Probability density of the F-distribution for different parameters $DF_{model}, DF_{error}$.

Figure 3.21: Probability density of the F-distribution for different parameters \(DF_{model}, DF_{error}\).

The F-value in the present example is reported to be Ftest=1986 and the probability of observing such a large value is virually zero and H1 is accepted, so SSmodel significantly contributes to the variance of y.
There is a test hierarchy: The F-test checks whether the model \(\hat y\) is different from 0 (tests, whether the model as a whole is significant), while the t-test checks whether the underlying regression parameters are significant. When the F-test turns out nonsignicant there is not much use checking the significance of the underlying regression parameters. However, there are cases where the F-test is significant with no regression parameter found significant. Such pathological cases can be informative in itself and will be discussed later.

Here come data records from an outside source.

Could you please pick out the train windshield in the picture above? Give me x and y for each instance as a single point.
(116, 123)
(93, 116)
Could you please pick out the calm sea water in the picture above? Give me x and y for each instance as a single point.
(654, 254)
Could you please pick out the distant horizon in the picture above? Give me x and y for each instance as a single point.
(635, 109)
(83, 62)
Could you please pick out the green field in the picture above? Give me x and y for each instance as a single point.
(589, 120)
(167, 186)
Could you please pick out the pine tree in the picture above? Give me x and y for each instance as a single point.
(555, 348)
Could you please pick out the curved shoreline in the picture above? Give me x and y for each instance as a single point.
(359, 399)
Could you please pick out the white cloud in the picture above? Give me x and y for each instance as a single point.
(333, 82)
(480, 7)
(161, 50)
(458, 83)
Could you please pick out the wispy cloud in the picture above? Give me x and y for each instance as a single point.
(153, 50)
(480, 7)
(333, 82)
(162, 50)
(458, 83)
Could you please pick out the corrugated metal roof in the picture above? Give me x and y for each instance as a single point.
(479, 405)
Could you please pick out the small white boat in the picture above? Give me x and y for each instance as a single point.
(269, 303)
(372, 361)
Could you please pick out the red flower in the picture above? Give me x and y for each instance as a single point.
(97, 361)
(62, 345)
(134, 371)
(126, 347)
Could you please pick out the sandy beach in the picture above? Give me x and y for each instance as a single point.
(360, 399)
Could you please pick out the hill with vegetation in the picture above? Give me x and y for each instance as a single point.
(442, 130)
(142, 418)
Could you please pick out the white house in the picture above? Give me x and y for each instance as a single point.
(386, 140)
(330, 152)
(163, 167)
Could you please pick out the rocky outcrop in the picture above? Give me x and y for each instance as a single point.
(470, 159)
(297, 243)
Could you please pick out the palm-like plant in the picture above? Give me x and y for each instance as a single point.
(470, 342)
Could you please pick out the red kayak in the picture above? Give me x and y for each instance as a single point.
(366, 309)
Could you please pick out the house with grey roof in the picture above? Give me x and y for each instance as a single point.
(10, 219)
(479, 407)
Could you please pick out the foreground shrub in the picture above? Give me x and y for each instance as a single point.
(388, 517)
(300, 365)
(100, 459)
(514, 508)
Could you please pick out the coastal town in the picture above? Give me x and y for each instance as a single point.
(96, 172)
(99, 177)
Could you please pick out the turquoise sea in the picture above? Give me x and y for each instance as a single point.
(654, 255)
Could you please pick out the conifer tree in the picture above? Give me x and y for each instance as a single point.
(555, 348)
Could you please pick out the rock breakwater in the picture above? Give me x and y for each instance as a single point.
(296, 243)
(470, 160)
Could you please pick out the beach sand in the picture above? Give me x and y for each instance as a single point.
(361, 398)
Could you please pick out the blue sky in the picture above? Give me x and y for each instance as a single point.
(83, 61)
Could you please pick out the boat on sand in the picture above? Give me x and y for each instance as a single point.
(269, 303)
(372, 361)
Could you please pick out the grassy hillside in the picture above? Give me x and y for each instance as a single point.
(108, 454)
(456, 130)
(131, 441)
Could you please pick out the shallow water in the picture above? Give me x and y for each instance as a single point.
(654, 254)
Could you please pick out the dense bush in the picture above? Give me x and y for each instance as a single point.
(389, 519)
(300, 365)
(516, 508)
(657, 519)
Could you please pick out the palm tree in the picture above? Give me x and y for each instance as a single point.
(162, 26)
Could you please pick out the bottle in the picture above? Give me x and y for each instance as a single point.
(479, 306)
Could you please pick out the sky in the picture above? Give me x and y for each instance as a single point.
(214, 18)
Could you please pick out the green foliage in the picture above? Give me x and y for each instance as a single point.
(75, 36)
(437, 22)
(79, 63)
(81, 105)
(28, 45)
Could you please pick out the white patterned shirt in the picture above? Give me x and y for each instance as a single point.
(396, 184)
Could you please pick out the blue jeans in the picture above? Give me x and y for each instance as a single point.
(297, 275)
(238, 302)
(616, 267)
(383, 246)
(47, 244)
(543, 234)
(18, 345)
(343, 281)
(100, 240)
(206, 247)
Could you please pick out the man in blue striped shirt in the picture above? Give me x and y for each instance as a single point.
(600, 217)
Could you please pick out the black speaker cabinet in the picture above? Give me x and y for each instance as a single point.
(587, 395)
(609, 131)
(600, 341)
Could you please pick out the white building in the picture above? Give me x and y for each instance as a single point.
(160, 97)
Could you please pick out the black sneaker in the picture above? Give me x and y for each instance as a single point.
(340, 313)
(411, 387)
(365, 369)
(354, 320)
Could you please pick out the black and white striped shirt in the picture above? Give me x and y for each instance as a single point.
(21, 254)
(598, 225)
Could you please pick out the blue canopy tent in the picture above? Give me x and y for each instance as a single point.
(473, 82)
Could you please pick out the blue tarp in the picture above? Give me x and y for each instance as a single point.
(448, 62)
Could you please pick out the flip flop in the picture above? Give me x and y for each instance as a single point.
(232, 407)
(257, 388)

3.4.3.2 Linear OLS for categorial data

In the above OLS example, response y and variable x were both of numerical data type and measured on a continuous, numerical scale. However, in the real world sciences there are a plethora of situations were some, if not all factors X belong to the categorial data type. For instance, a chemist might be interested in testing the performance of three different catalysts with the categorial levels Cat1, Cat2 and Cat3 by setting up and analysing a categorial design.
It is in fact very easy to translate categorial variables into variables more amenable to numerical OLS analysis with the method called “dummy-coding”.
In order to understand this method, the t-test example from chapter 3.4.1 will be revisited and reformulated as a linear OLS model. The two samples from above are first converted into the data frame depicted in table 3.7 comprising 20 observations and two variables, namely the response “y” and the categorial treatment factor “treat” on the levels “old” and “new”.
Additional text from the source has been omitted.